After considering all the facts and circumstances in this case, we are of the opinion that the prosecuting attorney's office was right in filing the
charges for robbery, it having been clearly proven that one of the accused threatened the offended party with a revolver while another was sticking
something hard, possibly a revolver also, against her back and that because of the intimidation employed by the accused since the beginning she was
prevailed upon to give them P200.
Another circumstance which should not escape our attention is that, if true that there was a bundle in the rig and that the offended party gave said
sum to the accused as a bribe in view of the supposed contraband that she had, she would not have denounced them to the authorities because,
generally, those who bribe do not denounce such act for the reason that they do not want the object thereof, in this case the alleged contraband, to be
further disclosed to or discovered by others.

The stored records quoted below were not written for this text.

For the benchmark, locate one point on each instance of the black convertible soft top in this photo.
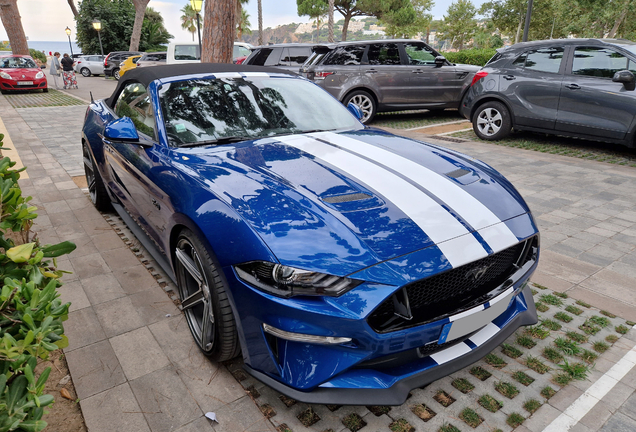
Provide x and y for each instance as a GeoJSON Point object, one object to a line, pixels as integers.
{"type": "Point", "coordinates": [146, 75]}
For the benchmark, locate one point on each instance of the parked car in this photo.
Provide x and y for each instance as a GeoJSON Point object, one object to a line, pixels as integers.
{"type": "Point", "coordinates": [152, 59]}
{"type": "Point", "coordinates": [349, 265]}
{"type": "Point", "coordinates": [19, 72]}
{"type": "Point", "coordinates": [290, 56]}
{"type": "Point", "coordinates": [389, 75]}
{"type": "Point", "coordinates": [113, 60]}
{"type": "Point", "coordinates": [90, 65]}
{"type": "Point", "coordinates": [128, 64]}
{"type": "Point", "coordinates": [188, 52]}
{"type": "Point", "coordinates": [574, 87]}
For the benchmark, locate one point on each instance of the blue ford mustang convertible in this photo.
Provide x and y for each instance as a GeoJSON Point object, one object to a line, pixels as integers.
{"type": "Point", "coordinates": [347, 265]}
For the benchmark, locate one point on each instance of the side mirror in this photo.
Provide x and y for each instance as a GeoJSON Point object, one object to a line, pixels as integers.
{"type": "Point", "coordinates": [355, 110]}
{"type": "Point", "coordinates": [122, 129]}
{"type": "Point", "coordinates": [625, 77]}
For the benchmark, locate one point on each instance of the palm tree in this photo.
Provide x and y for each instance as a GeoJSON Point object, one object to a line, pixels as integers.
{"type": "Point", "coordinates": [189, 20]}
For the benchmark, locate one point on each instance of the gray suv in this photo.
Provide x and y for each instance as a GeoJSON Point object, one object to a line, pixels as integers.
{"type": "Point", "coordinates": [388, 75]}
{"type": "Point", "coordinates": [582, 88]}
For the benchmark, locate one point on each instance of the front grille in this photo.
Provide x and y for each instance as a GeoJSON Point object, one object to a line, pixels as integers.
{"type": "Point", "coordinates": [452, 291]}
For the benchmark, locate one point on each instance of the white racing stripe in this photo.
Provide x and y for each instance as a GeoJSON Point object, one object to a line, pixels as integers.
{"type": "Point", "coordinates": [451, 237]}
{"type": "Point", "coordinates": [497, 235]}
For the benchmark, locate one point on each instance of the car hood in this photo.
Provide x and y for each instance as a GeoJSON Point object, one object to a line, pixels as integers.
{"type": "Point", "coordinates": [341, 202]}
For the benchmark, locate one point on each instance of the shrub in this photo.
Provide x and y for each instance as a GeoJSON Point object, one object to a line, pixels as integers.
{"type": "Point", "coordinates": [31, 312]}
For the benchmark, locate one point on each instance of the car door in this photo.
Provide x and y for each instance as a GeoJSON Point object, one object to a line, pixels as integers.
{"type": "Point", "coordinates": [430, 84]}
{"type": "Point", "coordinates": [532, 85]}
{"type": "Point", "coordinates": [591, 103]}
{"type": "Point", "coordinates": [135, 166]}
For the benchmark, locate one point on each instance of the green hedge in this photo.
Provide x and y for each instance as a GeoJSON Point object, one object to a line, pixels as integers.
{"type": "Point", "coordinates": [474, 56]}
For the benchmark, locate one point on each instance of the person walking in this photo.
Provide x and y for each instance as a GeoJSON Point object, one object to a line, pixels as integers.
{"type": "Point", "coordinates": [56, 67]}
{"type": "Point", "coordinates": [68, 73]}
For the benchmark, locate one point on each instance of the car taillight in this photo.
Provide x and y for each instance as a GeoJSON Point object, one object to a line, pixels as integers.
{"type": "Point", "coordinates": [322, 75]}
{"type": "Point", "coordinates": [479, 75]}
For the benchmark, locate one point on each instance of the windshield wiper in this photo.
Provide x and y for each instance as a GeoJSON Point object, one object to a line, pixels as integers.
{"type": "Point", "coordinates": [221, 140]}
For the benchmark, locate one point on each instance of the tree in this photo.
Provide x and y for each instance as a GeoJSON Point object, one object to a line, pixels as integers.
{"type": "Point", "coordinates": [218, 31]}
{"type": "Point", "coordinates": [189, 20]}
{"type": "Point", "coordinates": [12, 23]}
{"type": "Point", "coordinates": [140, 10]}
{"type": "Point", "coordinates": [459, 24]}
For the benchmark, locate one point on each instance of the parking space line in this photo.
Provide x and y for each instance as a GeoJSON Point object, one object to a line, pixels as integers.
{"type": "Point", "coordinates": [575, 412]}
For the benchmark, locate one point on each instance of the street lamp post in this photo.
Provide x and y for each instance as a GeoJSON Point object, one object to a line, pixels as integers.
{"type": "Point", "coordinates": [97, 25]}
{"type": "Point", "coordinates": [68, 33]}
{"type": "Point", "coordinates": [196, 7]}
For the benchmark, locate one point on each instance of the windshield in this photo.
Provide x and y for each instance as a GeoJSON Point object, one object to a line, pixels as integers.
{"type": "Point", "coordinates": [248, 107]}
{"type": "Point", "coordinates": [17, 62]}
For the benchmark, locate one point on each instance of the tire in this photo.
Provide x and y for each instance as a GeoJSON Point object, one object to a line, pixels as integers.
{"type": "Point", "coordinates": [96, 188]}
{"type": "Point", "coordinates": [491, 121]}
{"type": "Point", "coordinates": [365, 101]}
{"type": "Point", "coordinates": [203, 294]}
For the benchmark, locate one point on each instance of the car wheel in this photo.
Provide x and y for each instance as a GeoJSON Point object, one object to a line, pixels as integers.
{"type": "Point", "coordinates": [96, 188]}
{"type": "Point", "coordinates": [492, 121]}
{"type": "Point", "coordinates": [365, 101]}
{"type": "Point", "coordinates": [204, 299]}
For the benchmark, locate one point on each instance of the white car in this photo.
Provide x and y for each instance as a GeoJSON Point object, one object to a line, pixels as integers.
{"type": "Point", "coordinates": [90, 65]}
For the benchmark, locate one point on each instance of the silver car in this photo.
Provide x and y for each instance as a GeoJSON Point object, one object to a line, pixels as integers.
{"type": "Point", "coordinates": [90, 65]}
{"type": "Point", "coordinates": [389, 75]}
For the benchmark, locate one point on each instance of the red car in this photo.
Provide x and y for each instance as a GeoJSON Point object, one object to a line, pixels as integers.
{"type": "Point", "coordinates": [19, 72]}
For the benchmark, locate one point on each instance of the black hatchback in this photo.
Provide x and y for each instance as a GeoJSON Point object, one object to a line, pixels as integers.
{"type": "Point", "coordinates": [582, 88]}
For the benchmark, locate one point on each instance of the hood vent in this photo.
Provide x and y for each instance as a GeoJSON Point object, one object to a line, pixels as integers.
{"type": "Point", "coordinates": [339, 199]}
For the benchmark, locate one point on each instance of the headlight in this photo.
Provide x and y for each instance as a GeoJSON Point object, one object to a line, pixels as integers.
{"type": "Point", "coordinates": [284, 281]}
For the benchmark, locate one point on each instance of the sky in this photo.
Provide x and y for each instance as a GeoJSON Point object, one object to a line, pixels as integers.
{"type": "Point", "coordinates": [45, 20]}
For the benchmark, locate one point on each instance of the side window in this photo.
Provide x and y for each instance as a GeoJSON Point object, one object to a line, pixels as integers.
{"type": "Point", "coordinates": [384, 54]}
{"type": "Point", "coordinates": [346, 55]}
{"type": "Point", "coordinates": [598, 62]}
{"type": "Point", "coordinates": [419, 54]}
{"type": "Point", "coordinates": [134, 102]}
{"type": "Point", "coordinates": [545, 59]}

Such is not the case here, because it was the offended party herself who denounced the commission of
the offense to the authorities.
In view of all the foregoing, we find that the prosecuting attorney did not commit any error in proceeding against the accused for robbery and that the
court a quo did not likewise commit any error in convicting the accused of said crime and in imposing the penalty meted out to them, which is
within, the range prescribed by law. The judgment appealed from is therefore affirmed in toto with costs against the appellants.
So ordered.
Moran, C.J., Feria, and Pablo JJ., concur.